Biologics are complex proteins derived from living organisms that have been used successfully in treating many different diseases. As some biologics approach patent expiration, the development of drugs that are similar to the approved biological agents, known as biosimilars, has gained significant interest, primarily as a more affordable option for patients. Because of the structural complexity of large proteins and the inherent heterogeneity associated with culturing and manufacturing conditions, biosimilars are highly similar, but not identical to the approved ‘reference’ agents. Any subtle changes in the manufacturing processes may result in altered function and immunogenicity of the biosimilars, potentially affecting their efficacy and safety profile. Thus, stringent regulatory framework and requirements are necessary to ensure biosimilars are comparable in quality, efficacy, and safety with the reference agents and suitable for clinical use.
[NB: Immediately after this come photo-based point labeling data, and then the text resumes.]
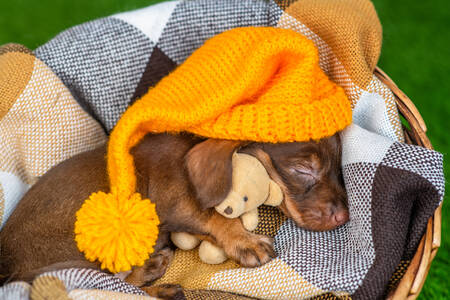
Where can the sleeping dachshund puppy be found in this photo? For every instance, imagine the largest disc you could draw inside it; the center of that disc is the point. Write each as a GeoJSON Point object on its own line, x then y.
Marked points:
{"type": "Point", "coordinates": [185, 176]}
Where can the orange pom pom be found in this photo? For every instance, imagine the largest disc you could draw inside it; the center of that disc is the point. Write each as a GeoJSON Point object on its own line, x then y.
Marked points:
{"type": "Point", "coordinates": [120, 233]}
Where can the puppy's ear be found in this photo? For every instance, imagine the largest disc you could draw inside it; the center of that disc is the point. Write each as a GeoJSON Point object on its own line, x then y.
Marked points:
{"type": "Point", "coordinates": [209, 167]}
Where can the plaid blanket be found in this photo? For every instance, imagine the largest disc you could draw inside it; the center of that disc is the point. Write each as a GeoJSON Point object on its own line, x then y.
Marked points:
{"type": "Point", "coordinates": [66, 96]}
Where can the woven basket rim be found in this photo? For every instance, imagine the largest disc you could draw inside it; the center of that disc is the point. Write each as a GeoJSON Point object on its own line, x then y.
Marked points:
{"type": "Point", "coordinates": [412, 281]}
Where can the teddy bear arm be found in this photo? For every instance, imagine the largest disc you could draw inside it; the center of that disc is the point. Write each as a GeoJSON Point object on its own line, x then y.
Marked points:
{"type": "Point", "coordinates": [275, 194]}
{"type": "Point", "coordinates": [184, 240]}
{"type": "Point", "coordinates": [250, 219]}
{"type": "Point", "coordinates": [211, 254]}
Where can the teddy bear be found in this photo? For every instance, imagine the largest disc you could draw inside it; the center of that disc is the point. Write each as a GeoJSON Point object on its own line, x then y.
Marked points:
{"type": "Point", "coordinates": [251, 187]}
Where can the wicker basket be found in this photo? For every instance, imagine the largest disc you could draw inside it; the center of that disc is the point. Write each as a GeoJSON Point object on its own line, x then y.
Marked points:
{"type": "Point", "coordinates": [412, 281]}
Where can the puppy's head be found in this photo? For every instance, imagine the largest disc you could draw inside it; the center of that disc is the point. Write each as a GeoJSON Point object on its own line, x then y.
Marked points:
{"type": "Point", "coordinates": [308, 174]}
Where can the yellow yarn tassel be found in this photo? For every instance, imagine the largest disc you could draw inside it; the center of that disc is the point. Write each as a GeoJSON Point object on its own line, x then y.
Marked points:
{"type": "Point", "coordinates": [120, 233]}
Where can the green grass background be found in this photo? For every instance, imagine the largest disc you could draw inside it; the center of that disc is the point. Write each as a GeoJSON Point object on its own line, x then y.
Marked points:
{"type": "Point", "coordinates": [416, 49]}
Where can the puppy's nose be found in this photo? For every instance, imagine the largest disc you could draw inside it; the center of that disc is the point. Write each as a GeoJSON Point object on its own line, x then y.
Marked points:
{"type": "Point", "coordinates": [341, 217]}
{"type": "Point", "coordinates": [228, 210]}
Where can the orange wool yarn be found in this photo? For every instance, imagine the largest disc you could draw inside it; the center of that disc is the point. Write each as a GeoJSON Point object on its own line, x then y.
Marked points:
{"type": "Point", "coordinates": [256, 83]}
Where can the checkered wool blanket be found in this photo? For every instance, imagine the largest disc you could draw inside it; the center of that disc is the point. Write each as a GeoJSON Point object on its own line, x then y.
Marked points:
{"type": "Point", "coordinates": [66, 96]}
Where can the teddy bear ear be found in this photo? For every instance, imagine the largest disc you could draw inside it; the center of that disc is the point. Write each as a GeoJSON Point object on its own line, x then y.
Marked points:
{"type": "Point", "coordinates": [209, 166]}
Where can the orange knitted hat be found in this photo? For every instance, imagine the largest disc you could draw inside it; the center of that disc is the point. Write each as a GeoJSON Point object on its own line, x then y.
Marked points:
{"type": "Point", "coordinates": [257, 83]}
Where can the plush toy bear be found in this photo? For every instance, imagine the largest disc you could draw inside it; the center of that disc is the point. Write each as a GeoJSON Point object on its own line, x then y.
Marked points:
{"type": "Point", "coordinates": [251, 187]}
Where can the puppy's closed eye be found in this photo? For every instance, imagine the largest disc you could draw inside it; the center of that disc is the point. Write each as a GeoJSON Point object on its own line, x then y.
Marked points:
{"type": "Point", "coordinates": [304, 174]}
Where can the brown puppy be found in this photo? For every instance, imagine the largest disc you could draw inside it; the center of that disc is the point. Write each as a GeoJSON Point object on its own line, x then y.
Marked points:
{"type": "Point", "coordinates": [185, 177]}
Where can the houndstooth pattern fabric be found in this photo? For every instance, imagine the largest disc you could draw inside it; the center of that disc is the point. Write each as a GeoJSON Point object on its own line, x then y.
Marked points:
{"type": "Point", "coordinates": [193, 22]}
{"type": "Point", "coordinates": [336, 260]}
{"type": "Point", "coordinates": [92, 279]}
{"type": "Point", "coordinates": [393, 188]}
{"type": "Point", "coordinates": [101, 63]}
{"type": "Point", "coordinates": [418, 160]}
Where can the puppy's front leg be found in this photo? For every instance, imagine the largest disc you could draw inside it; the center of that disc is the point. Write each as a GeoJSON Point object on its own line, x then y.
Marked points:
{"type": "Point", "coordinates": [248, 249]}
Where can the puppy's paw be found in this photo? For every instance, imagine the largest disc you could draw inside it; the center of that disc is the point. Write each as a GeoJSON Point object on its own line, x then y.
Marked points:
{"type": "Point", "coordinates": [252, 250]}
{"type": "Point", "coordinates": [154, 268]}
{"type": "Point", "coordinates": [165, 291]}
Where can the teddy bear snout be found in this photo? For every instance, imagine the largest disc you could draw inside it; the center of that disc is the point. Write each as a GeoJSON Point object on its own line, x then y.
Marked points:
{"type": "Point", "coordinates": [228, 210]}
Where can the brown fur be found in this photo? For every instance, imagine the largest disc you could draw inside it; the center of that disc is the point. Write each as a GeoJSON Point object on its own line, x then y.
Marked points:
{"type": "Point", "coordinates": [185, 176]}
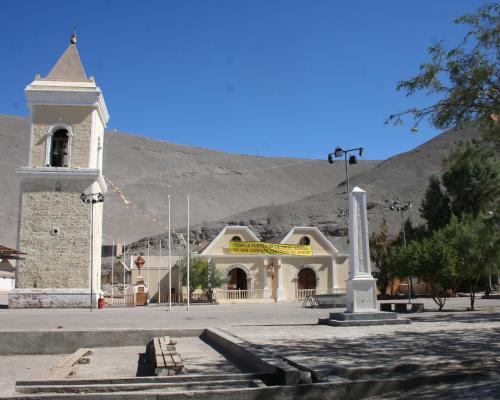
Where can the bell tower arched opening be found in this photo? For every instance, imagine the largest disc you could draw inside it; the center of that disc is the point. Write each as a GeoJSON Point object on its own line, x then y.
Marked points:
{"type": "Point", "coordinates": [59, 149]}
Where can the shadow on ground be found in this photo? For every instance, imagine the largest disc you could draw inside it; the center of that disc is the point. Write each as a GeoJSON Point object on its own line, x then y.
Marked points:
{"type": "Point", "coordinates": [453, 316]}
{"type": "Point", "coordinates": [390, 350]}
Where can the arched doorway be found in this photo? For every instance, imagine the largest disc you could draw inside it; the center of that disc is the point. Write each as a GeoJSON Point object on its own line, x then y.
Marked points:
{"type": "Point", "coordinates": [306, 279]}
{"type": "Point", "coordinates": [237, 279]}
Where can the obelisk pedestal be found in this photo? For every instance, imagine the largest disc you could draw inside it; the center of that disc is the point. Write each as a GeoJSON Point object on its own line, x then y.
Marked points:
{"type": "Point", "coordinates": [361, 297]}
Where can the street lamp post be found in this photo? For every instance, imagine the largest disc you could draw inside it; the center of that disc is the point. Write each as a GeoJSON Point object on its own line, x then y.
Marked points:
{"type": "Point", "coordinates": [92, 198]}
{"type": "Point", "coordinates": [401, 208]}
{"type": "Point", "coordinates": [339, 152]}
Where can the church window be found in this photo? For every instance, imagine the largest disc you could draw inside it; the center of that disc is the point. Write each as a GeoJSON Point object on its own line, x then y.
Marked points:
{"type": "Point", "coordinates": [304, 240]}
{"type": "Point", "coordinates": [59, 149]}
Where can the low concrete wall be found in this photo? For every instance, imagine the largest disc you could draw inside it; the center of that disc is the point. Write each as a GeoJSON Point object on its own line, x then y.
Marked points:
{"type": "Point", "coordinates": [63, 342]}
{"type": "Point", "coordinates": [51, 298]}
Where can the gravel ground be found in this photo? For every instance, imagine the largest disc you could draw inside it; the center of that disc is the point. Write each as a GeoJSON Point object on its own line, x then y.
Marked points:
{"type": "Point", "coordinates": [14, 368]}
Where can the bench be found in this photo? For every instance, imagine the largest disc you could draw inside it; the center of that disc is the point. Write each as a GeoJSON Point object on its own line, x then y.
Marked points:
{"type": "Point", "coordinates": [167, 361]}
{"type": "Point", "coordinates": [402, 307]}
{"type": "Point", "coordinates": [324, 301]}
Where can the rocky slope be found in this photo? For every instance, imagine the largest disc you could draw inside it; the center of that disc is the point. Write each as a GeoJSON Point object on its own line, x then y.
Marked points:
{"type": "Point", "coordinates": [403, 177]}
{"type": "Point", "coordinates": [147, 171]}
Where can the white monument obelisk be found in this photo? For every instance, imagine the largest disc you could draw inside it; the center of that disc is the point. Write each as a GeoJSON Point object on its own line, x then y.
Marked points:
{"type": "Point", "coordinates": [361, 286]}
{"type": "Point", "coordinates": [361, 298]}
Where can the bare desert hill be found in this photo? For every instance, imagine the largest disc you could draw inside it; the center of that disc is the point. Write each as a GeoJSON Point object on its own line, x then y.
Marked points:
{"type": "Point", "coordinates": [403, 177]}
{"type": "Point", "coordinates": [147, 171]}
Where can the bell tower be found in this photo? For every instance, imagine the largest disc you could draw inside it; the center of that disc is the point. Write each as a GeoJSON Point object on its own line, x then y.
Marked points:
{"type": "Point", "coordinates": [60, 234]}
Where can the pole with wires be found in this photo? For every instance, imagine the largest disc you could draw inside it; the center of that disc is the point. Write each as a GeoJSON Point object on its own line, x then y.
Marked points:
{"type": "Point", "coordinates": [149, 260]}
{"type": "Point", "coordinates": [169, 260]}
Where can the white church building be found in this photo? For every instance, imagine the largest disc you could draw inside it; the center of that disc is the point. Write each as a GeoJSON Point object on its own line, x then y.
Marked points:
{"type": "Point", "coordinates": [60, 234]}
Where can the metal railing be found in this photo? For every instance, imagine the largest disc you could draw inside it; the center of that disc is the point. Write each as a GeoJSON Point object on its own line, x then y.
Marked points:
{"type": "Point", "coordinates": [301, 294]}
{"type": "Point", "coordinates": [119, 299]}
{"type": "Point", "coordinates": [237, 294]}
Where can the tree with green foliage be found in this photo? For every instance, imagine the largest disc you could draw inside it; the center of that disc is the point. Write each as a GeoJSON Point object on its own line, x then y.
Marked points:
{"type": "Point", "coordinates": [472, 179]}
{"type": "Point", "coordinates": [435, 207]}
{"type": "Point", "coordinates": [477, 244]}
{"type": "Point", "coordinates": [380, 247]}
{"type": "Point", "coordinates": [202, 275]}
{"type": "Point", "coordinates": [464, 80]}
{"type": "Point", "coordinates": [432, 260]}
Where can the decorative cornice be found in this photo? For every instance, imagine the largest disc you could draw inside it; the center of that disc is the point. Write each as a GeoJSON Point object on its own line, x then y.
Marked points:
{"type": "Point", "coordinates": [59, 173]}
{"type": "Point", "coordinates": [68, 96]}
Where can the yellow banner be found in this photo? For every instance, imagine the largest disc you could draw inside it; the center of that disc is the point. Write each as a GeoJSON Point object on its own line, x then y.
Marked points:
{"type": "Point", "coordinates": [269, 248]}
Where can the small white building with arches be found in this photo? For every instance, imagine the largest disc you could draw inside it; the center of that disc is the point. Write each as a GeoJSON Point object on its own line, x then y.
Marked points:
{"type": "Point", "coordinates": [276, 277]}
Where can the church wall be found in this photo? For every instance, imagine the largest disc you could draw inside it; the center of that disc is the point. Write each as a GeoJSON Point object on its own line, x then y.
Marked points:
{"type": "Point", "coordinates": [317, 248]}
{"type": "Point", "coordinates": [291, 267]}
{"type": "Point", "coordinates": [342, 271]}
{"type": "Point", "coordinates": [80, 121]}
{"type": "Point", "coordinates": [222, 245]}
{"type": "Point", "coordinates": [53, 260]}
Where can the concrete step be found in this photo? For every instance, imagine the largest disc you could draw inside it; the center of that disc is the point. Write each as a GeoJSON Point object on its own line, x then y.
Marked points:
{"type": "Point", "coordinates": [70, 388]}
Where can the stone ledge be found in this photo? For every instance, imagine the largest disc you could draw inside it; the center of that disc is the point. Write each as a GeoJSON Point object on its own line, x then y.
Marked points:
{"type": "Point", "coordinates": [333, 322]}
{"type": "Point", "coordinates": [51, 298]}
{"type": "Point", "coordinates": [363, 319]}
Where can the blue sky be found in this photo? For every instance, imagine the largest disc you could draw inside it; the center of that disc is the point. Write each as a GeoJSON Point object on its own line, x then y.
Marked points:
{"type": "Point", "coordinates": [265, 77]}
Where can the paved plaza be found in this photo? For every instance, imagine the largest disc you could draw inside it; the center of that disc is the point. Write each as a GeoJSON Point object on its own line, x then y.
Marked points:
{"type": "Point", "coordinates": [203, 316]}
{"type": "Point", "coordinates": [434, 342]}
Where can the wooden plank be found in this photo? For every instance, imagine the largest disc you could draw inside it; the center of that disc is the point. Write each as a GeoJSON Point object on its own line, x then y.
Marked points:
{"type": "Point", "coordinates": [160, 362]}
{"type": "Point", "coordinates": [64, 367]}
{"type": "Point", "coordinates": [177, 359]}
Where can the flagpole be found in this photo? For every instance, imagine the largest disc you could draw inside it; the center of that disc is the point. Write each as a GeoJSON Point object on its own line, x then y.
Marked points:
{"type": "Point", "coordinates": [112, 271]}
{"type": "Point", "coordinates": [188, 258]}
{"type": "Point", "coordinates": [169, 261]}
{"type": "Point", "coordinates": [159, 277]}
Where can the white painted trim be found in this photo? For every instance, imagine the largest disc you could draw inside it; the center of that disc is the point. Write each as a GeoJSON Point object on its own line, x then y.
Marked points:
{"type": "Point", "coordinates": [310, 229]}
{"type": "Point", "coordinates": [223, 232]}
{"type": "Point", "coordinates": [334, 272]}
{"type": "Point", "coordinates": [52, 129]}
{"type": "Point", "coordinates": [30, 142]}
{"type": "Point", "coordinates": [59, 173]}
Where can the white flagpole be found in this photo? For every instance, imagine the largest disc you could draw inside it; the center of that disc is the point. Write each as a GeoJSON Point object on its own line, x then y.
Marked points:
{"type": "Point", "coordinates": [159, 277]}
{"type": "Point", "coordinates": [112, 271]}
{"type": "Point", "coordinates": [169, 261]}
{"type": "Point", "coordinates": [149, 260]}
{"type": "Point", "coordinates": [188, 257]}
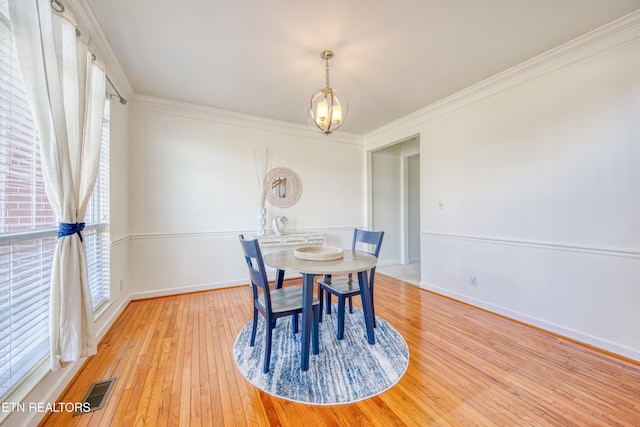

As this field continues to evolve and more biosimilars are expected to become available in the near future, physicians will need to make informed decisions in the clinical use of biosimilars to ensure that high-quality, safe, and affordable drugs are accessible to patients. This article summarises current considerations, regulatory processes, and challenges in this rapidly evolving field.

 

中文摘要

關於生物製劑的醫生需知

張文勇

生物製劑是來源自活生物的蛋白複合物,已被成功用於治療多種不同疾病。由於部分生物製劑的專利即將期滿,一些與獲批生物製劑相似、稱為生物仿製藥的藥物發展備受關注,成為對病人而言更能負擔的選擇。因為大蛋白質的結構複雜,加上與培植及生產環境相關的變數,所以雖然生物仿製藥與獲認可的「參考」藥物高度相似,但並非完全相同。在製造過程中任何細微的變化,都可能改變生物仿製藥的功能及免疫原性,而可能影響其療效和安全性。因此,必須要有嚴格的監管框架及要求,以確保生物仿製藥與參考藥物在品質、療效及安全性相若,並適合臨床使用。隨着這領域的不斷發展,在不久將來會有更多生物仿製藥面世,醫生將需要在使用生物仿製藥上作出明智的決策,以確保患者可獲得高品質、安全而且負擔得起的藥物。本文總結了在這個正在迅速演變的領域中現今的顧慮、監管程序和挑戰。